Oil prices climb as U.S. equities rally, rig count drops

Oil prices climb as U.S. equities rally, rig count drops
  • Clock-gray 23:17
  • calendar-gray 03 July 2019

Oil prices edged higher on Wednesday ahead of a U.S. holiday, after falling steeply a day earlier as worries about a slowing global economy outweighed a decision by OPEC and allies to extend crude output cuts, ONAreports quoting Reuters.

Strength in the U.S equities market and data showing U.S. energy firms this week reduced the number of oil rigs operating for the first time in three weeks helped support oil prices.
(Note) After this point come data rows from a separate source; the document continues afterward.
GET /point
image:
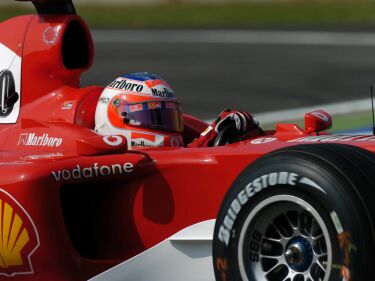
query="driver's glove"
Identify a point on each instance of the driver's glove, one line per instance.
(242, 125)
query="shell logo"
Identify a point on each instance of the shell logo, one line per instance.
(18, 237)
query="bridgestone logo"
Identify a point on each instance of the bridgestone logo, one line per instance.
(94, 171)
(257, 185)
(31, 139)
(125, 85)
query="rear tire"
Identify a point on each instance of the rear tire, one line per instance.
(302, 213)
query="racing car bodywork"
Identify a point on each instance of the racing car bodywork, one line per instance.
(74, 204)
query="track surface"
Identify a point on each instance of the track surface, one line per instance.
(250, 70)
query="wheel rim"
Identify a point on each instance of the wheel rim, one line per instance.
(284, 239)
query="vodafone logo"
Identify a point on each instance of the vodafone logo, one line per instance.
(263, 140)
(112, 140)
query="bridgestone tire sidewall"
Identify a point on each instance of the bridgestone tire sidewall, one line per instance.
(331, 193)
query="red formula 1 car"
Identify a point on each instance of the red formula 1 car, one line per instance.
(291, 205)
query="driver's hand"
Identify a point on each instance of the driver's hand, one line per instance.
(230, 126)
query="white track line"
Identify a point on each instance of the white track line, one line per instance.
(311, 38)
(299, 113)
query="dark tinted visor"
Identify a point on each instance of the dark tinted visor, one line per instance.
(157, 115)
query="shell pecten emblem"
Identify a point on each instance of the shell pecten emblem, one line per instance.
(18, 237)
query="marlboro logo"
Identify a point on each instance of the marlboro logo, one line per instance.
(31, 139)
(19, 237)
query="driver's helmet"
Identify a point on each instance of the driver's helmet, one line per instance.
(143, 108)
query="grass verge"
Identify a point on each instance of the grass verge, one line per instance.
(174, 15)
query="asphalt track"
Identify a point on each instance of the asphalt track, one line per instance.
(257, 71)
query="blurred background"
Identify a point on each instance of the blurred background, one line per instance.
(274, 58)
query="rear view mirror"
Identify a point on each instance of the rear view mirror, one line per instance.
(317, 121)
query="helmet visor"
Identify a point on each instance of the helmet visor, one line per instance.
(158, 115)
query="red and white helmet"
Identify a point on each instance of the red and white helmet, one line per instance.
(143, 108)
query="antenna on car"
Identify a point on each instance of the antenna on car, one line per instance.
(372, 108)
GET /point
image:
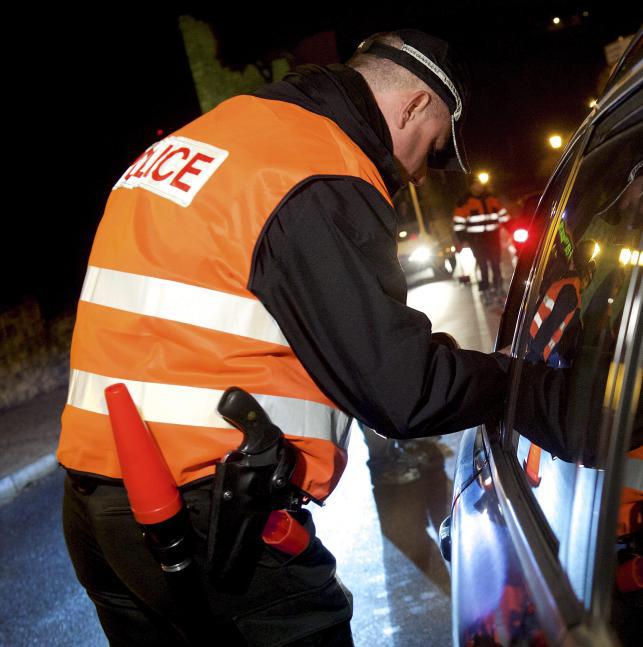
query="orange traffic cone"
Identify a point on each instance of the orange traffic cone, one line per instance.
(532, 465)
(285, 533)
(151, 489)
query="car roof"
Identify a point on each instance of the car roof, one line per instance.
(626, 77)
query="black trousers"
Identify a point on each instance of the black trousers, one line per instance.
(291, 601)
(486, 249)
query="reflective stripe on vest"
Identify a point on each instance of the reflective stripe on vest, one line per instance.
(190, 304)
(545, 309)
(192, 406)
(165, 306)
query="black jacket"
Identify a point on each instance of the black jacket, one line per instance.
(326, 268)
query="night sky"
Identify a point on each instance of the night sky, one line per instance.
(95, 88)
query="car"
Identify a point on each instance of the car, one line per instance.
(417, 249)
(545, 535)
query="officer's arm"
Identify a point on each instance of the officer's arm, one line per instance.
(326, 269)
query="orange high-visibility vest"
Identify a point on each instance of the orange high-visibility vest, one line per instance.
(165, 308)
(545, 309)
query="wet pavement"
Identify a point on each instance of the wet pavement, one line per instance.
(383, 535)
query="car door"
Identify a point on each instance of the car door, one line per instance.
(535, 544)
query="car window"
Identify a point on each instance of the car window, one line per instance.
(542, 215)
(566, 343)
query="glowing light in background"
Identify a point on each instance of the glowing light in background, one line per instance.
(555, 141)
(521, 235)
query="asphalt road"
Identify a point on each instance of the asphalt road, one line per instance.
(42, 603)
(383, 537)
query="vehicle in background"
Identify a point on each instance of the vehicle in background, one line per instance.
(545, 536)
(523, 229)
(417, 250)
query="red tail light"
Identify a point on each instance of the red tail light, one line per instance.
(521, 235)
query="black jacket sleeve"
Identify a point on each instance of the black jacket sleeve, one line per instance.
(326, 269)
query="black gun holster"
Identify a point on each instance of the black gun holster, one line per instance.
(249, 484)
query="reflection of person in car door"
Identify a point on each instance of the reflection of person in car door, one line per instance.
(556, 325)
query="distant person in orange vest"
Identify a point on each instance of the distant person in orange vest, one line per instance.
(555, 328)
(255, 247)
(477, 222)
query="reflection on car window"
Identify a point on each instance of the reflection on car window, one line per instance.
(567, 343)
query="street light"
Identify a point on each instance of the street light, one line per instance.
(555, 141)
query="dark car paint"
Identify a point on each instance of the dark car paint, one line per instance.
(501, 597)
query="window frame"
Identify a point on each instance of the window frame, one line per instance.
(560, 610)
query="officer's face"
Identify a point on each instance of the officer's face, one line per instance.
(426, 130)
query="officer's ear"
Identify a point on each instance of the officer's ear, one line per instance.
(414, 106)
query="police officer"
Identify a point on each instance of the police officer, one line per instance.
(477, 222)
(256, 247)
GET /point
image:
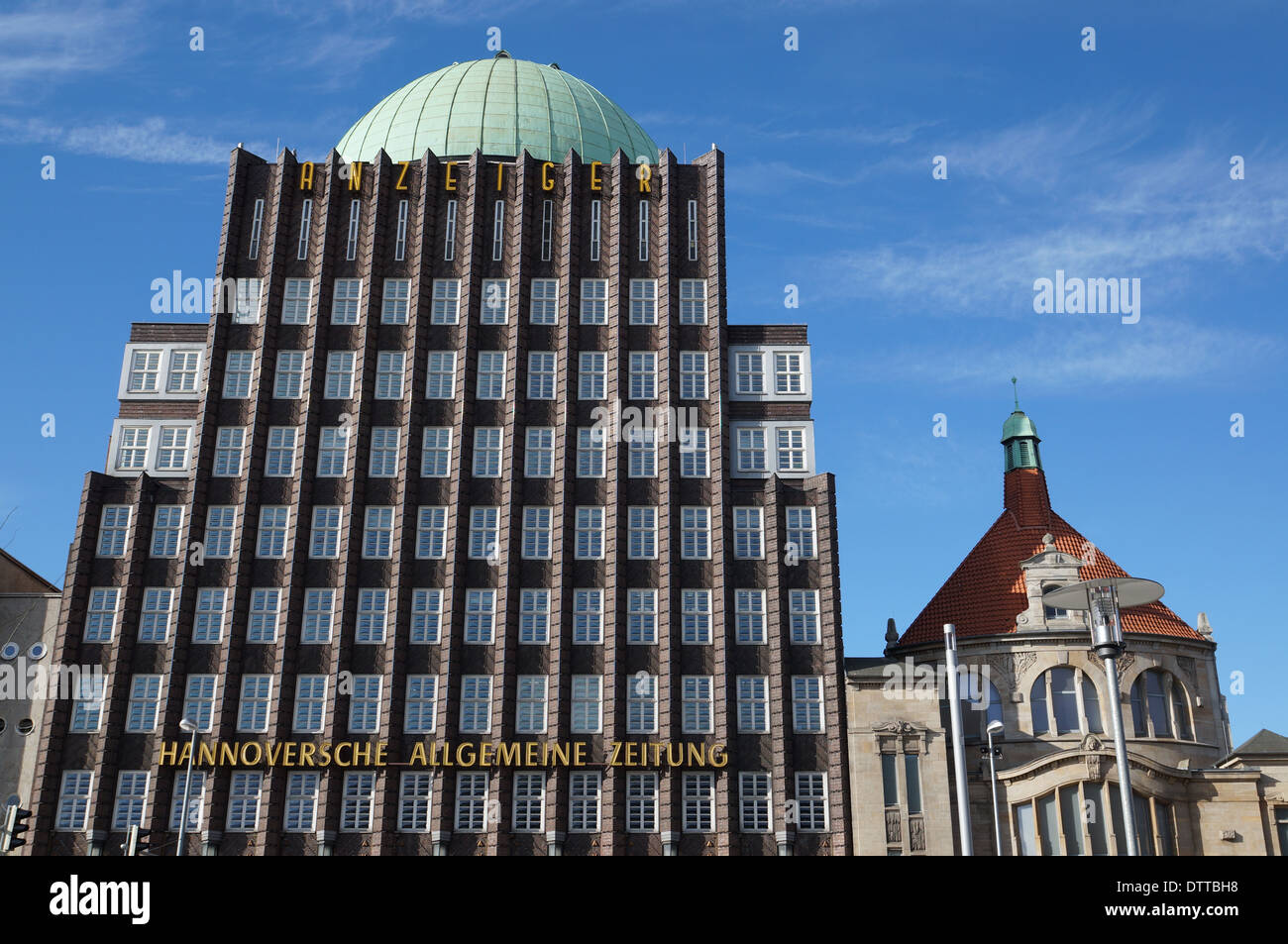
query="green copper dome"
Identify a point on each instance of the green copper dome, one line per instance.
(498, 106)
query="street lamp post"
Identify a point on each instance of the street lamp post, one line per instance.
(1106, 599)
(191, 726)
(995, 728)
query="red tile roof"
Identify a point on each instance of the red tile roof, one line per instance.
(986, 592)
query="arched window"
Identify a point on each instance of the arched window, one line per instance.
(1159, 706)
(1068, 697)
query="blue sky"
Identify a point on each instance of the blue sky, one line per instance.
(917, 292)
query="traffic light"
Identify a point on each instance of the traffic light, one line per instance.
(14, 824)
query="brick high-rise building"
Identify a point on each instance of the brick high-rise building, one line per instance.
(472, 460)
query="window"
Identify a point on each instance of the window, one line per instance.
(643, 374)
(132, 798)
(211, 610)
(529, 798)
(535, 616)
(593, 230)
(483, 533)
(750, 616)
(279, 459)
(253, 707)
(172, 449)
(803, 612)
(436, 456)
(694, 301)
(476, 704)
(326, 532)
(544, 307)
(377, 532)
(748, 372)
(497, 231)
(432, 532)
(270, 541)
(266, 605)
(531, 707)
(183, 371)
(807, 704)
(400, 235)
(296, 300)
(351, 248)
(446, 308)
(548, 224)
(800, 531)
(339, 374)
(365, 704)
(536, 532)
(480, 616)
(1072, 699)
(694, 231)
(73, 800)
(301, 801)
(346, 300)
(390, 366)
(696, 617)
(198, 700)
(696, 533)
(426, 614)
(490, 374)
(748, 533)
(237, 369)
(305, 219)
(112, 531)
(589, 533)
(754, 797)
(696, 693)
(588, 702)
(395, 301)
(309, 703)
(101, 617)
(699, 802)
(584, 792)
(590, 452)
(588, 616)
(384, 452)
(644, 300)
(196, 796)
(318, 614)
(593, 301)
(541, 374)
(642, 802)
(496, 301)
(360, 797)
(155, 618)
(752, 704)
(642, 454)
(413, 797)
(244, 792)
(450, 232)
(751, 450)
(539, 458)
(471, 802)
(373, 616)
(441, 376)
(145, 702)
(228, 451)
(642, 532)
(694, 374)
(642, 703)
(591, 374)
(487, 452)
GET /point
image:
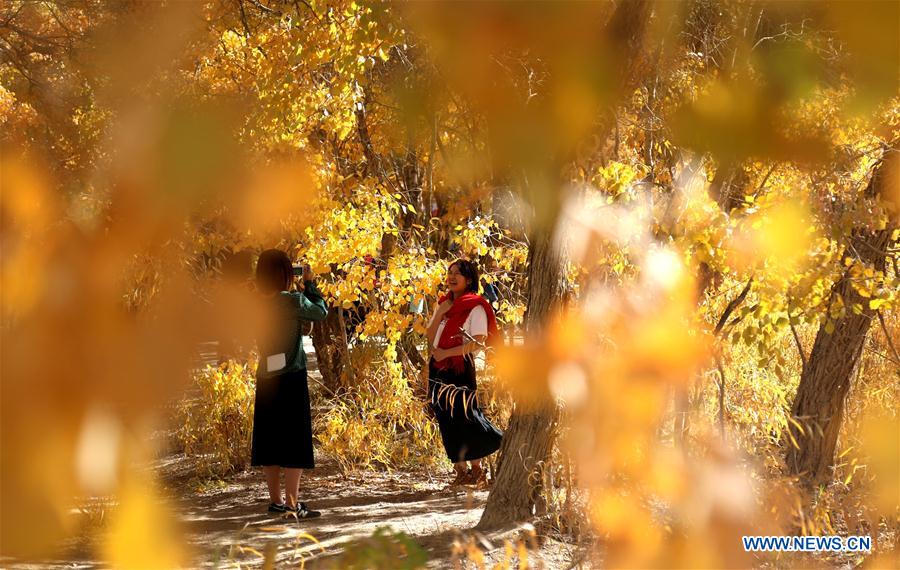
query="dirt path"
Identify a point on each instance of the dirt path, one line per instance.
(224, 524)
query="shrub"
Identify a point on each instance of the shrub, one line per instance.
(217, 423)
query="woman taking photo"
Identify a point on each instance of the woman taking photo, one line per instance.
(282, 424)
(461, 324)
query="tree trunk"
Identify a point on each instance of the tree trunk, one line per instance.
(332, 354)
(529, 437)
(819, 404)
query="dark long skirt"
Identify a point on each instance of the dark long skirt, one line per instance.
(282, 425)
(466, 433)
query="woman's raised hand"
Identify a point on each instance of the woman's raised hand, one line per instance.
(444, 307)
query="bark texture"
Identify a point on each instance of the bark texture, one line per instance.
(332, 353)
(529, 436)
(825, 382)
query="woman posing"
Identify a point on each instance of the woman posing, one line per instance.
(461, 324)
(282, 424)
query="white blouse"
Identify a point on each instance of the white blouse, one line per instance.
(476, 324)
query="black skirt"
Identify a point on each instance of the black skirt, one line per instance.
(282, 425)
(466, 433)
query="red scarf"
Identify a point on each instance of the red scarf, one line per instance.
(456, 318)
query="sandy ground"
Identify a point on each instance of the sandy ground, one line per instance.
(227, 525)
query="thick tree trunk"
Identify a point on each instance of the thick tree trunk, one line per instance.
(819, 404)
(332, 354)
(529, 436)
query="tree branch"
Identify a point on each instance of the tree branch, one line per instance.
(732, 305)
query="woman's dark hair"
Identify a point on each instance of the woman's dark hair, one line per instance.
(469, 270)
(274, 271)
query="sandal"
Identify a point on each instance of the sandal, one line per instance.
(303, 512)
(462, 478)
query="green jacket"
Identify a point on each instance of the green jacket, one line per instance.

Each of the major U.S. stock indexes finished at a record closing high, as expectations grew that the Federal Reserve would take a more dovish turn as a raft of data provided more evidence of a slowing economy.

U.S. oil drillers cut five oil rigs in the week to July 3, bringing the total count down to 788, General Electric Co’s (GE.N) Baker Hughes energy services firm said in its closely followed report. Record U.S. crude production has pressured prices over the past year.

September Brent crude futures LCOc1 ended the session up $1.42, or 2.3%, at $63.82 a barrel. U.S. crude futures for August delivery CLc1 settled up $1.09, or 1.9%, at $57.34 a barrel. On Tuesday, both benchmarks fell more than 4% on worries about a global economic slowdown.

Gains were pared after data showed U.S. crude inventories USOILC=ECI fell by 1.1 million barrels in the latest week, much less than the 3-million-barrel decrease analysts had expected. [EIA/S]

“The market is disappointed by a very small crude oil inventory draw. ... The only sign of strength in the market is the continued modest decline of gasoline inventories,” said Andrew Lipow, president at Lipow Oil Associates in Houston.

U.S. gasoline futures led the energy complex, rising about 2.5% to settle at $1.9167 a gallon.